Em sua edição de 28 de abril, a revista científica The Lancet publicou um especial sobre a juventude que nos traz algumas questões interessantes. Segundo o periódico, um quarto da população mundial se enquadra na faixa dos 10 aos 24 anos, o que corresponde a 1,8 bilhão de “adolescentes” no planeta. Nunca fomos tantos jovens.
A opção por usar a palavra adolescente para se referir a uma faixa etária tão extensa causa um certo estranhamento. Afinal, pessoas com 10 anos não seriam ainda crianças? E a adolescência não teria seu fim com a maioridade legal (no caso brasileiro, aos 18)? Bom, nem tudo é preto no branco quando a biologia e as ciências humanas se encontram. É fato que a puberdade vem chegando cada vez mais cedo, daí a extensão do limite inferior. Seja pelo aumento da qualidade de vida ou pela erotização da sociedade - ambas hipóteses válidas e que ajudam a explicar o fato -, nossas meninas têm em média sua primeira menstruação antes de suas avós.
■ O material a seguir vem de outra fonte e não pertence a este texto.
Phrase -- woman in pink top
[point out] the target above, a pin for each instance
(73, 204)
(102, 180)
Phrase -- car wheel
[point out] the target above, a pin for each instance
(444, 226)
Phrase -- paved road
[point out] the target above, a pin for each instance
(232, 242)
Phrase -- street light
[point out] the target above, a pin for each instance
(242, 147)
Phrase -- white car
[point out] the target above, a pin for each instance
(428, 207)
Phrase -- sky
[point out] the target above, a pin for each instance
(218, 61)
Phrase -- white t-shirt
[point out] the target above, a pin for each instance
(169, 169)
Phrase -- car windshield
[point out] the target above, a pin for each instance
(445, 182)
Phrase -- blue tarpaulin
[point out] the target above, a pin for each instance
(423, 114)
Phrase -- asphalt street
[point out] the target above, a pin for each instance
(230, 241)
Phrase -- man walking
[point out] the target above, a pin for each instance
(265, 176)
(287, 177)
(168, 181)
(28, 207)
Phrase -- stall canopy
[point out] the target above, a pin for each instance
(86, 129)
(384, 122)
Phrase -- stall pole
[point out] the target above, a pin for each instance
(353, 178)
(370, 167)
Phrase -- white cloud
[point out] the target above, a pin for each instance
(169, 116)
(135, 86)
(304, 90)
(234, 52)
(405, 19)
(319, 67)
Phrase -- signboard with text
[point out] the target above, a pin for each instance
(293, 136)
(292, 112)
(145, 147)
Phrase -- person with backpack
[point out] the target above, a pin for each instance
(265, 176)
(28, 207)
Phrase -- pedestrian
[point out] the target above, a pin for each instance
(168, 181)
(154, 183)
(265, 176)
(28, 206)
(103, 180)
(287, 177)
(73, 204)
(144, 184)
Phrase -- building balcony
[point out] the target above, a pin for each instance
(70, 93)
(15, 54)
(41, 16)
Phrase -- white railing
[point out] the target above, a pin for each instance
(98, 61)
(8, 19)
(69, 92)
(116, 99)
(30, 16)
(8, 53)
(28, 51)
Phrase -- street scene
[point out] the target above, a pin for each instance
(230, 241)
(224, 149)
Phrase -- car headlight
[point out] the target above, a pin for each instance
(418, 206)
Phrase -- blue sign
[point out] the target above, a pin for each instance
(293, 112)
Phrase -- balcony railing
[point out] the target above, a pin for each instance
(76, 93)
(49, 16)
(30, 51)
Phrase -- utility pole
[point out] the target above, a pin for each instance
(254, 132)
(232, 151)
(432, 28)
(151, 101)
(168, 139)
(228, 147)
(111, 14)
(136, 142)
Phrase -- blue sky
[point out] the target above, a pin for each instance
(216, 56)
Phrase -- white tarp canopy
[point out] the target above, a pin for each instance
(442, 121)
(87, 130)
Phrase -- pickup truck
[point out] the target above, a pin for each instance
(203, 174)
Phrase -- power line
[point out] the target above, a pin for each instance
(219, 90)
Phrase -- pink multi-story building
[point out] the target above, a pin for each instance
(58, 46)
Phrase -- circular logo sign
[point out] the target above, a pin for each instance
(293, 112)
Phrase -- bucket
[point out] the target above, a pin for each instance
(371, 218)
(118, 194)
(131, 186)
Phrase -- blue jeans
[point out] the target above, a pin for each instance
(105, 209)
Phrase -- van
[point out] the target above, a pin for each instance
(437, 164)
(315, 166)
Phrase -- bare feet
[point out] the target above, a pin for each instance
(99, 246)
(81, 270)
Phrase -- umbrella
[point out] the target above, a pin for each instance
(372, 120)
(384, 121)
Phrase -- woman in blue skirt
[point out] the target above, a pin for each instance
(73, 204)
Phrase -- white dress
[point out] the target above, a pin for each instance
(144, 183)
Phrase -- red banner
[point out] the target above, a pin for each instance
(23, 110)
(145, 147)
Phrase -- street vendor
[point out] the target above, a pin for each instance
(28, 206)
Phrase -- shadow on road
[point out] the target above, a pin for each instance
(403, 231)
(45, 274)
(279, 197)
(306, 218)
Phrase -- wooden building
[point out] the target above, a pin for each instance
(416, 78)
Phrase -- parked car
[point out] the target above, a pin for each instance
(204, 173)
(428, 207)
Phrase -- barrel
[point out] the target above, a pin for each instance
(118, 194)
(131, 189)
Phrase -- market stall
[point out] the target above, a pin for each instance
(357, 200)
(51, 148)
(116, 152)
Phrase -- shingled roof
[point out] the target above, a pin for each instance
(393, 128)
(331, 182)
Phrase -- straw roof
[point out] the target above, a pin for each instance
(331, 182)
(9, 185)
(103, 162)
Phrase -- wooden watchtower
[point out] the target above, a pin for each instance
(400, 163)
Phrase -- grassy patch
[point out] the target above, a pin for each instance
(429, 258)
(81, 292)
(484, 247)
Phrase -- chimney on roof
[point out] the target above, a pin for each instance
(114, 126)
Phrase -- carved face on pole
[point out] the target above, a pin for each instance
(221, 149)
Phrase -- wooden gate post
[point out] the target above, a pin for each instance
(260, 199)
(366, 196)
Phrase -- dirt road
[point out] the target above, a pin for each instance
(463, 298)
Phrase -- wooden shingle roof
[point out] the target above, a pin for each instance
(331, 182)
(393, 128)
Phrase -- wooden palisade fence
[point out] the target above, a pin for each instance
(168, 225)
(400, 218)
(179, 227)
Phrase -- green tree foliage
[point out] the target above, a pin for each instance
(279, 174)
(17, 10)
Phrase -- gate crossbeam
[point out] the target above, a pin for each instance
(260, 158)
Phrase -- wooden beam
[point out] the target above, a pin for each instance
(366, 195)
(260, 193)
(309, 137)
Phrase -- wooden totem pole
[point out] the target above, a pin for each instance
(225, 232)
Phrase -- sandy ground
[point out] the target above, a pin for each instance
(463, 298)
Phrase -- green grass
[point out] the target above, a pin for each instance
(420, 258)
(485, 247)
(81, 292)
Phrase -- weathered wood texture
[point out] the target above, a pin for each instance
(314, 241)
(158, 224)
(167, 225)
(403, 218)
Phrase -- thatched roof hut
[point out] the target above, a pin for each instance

Entretanto, a fronteira que separa a adolescência da maturidade é muito mais tênue e polêmica.
Como não há uma efeméride biológica que marque com precisão o ingresso na vida adulta, restam marcos sociais para definir o fim da adolescência: o casamento, o primeiro emprego fixo ou o primeiro filho. Só que esses marcos vêm ocorrendo cada vez mais tarde. Pode-se argumentar que os jovens estejam demorando mais para amadurecer; mas também pode ser que o próprio protelamento desses marcos seja um sinal de maturidade.
Em tempos antigos, com uma expectativa de vida muito mais baixa, era natural que os jovens se tornassem adultos mais cedo. A Julieta de Shakespeare, por exemplo, ouve de sua mãe que já está ficando velha e que deve se casar. Detalhe: ela ainda não havia completado 14 anos. Esse tipo de pressão em nossa atual sociedade seria impensável, o que não quer dizer que não tenhamos nossas Julietas modernas - meninas que acabam se casando jovens demais por não terem se precavido adequadamente contra uma gravidez indesejada. No entanto, esses casos são a exceção à regra, e a gravidez na adolescência é para nós uma questão a ser combatida por meio de projetos nas áreas de educação e saúde pública. Se hoje as mulheres demoram a ter seu primeiro filho, é porque têm acesso a meios contraceptivos e, portanto, podem escolher o momento de engravidar.
Assim como no exemplo da maternidade, o protelamento dos outros marcos que delimitam o ingresso na vida adulta não deve ser visto necessariamente como resultante de um mundo mais imaturo - pelo contrário. Com menos pressa para crescer, os nossos “adolescentes” têm a chance de adquirir mais experiência antes de se comprometer com decisões que podem alterar todo o seu futuro. Casam-se mais conscientes do impacto que isso terá, diminuindo as chances de um divórcio; moram mais tempo com os pais, estudando por mais tempo e, consequentemente, aumentando suas chances de sucesso profissional; ou então, sem amarras, têm mais oportunidades para investir em si mesmos.
A neurocientista Suzana Herculano-Houzel, autora do livro “O cérebro em transformação”, explica que, na sua reorganização para a maturidade, o cérebro perde boa parte de sua capacidade de sentir prazer. Essa seria uma das causas da chamada “aborrescência” - as mudanças de humor, o tédio e a queda por atividades carregadas de adrenalina. Se por um lado isso pode levar a comportamentos de risco (e é fato que adolescentes estão mais sujeitos a mortes violentas, como demonstra a pesquisa da The Lancet), por outro, essa mesma busca pelo prazer pode se apresentar na forma de criatividade, com possibilidades revolucionárias. Basta pensarmos em algumas das maiores e mais importantes empresas da atualidade: Google, Apple e Facebook. Todas são fruto de ideias desenvolvidas por adolescentes criativos.
Leva-se muito tempo para ser jovem, já dizia Pablo Picasso. Se hoje as fronteiras entre a juventude e a maturidade já não são tão nítidas, quem sabe o nosso conceito do que é ser “adulto” também não esteja mudando? Afinal, a inquietação e o inconformismo típicos da adolescência não precisam mofar num canto escuro, pois não é o tempo cronológico que vai definir quem somos. Como o grande poeta da geração dos anos 80 cantava para a sua legião urbana, “temos nosso próprio tempo”.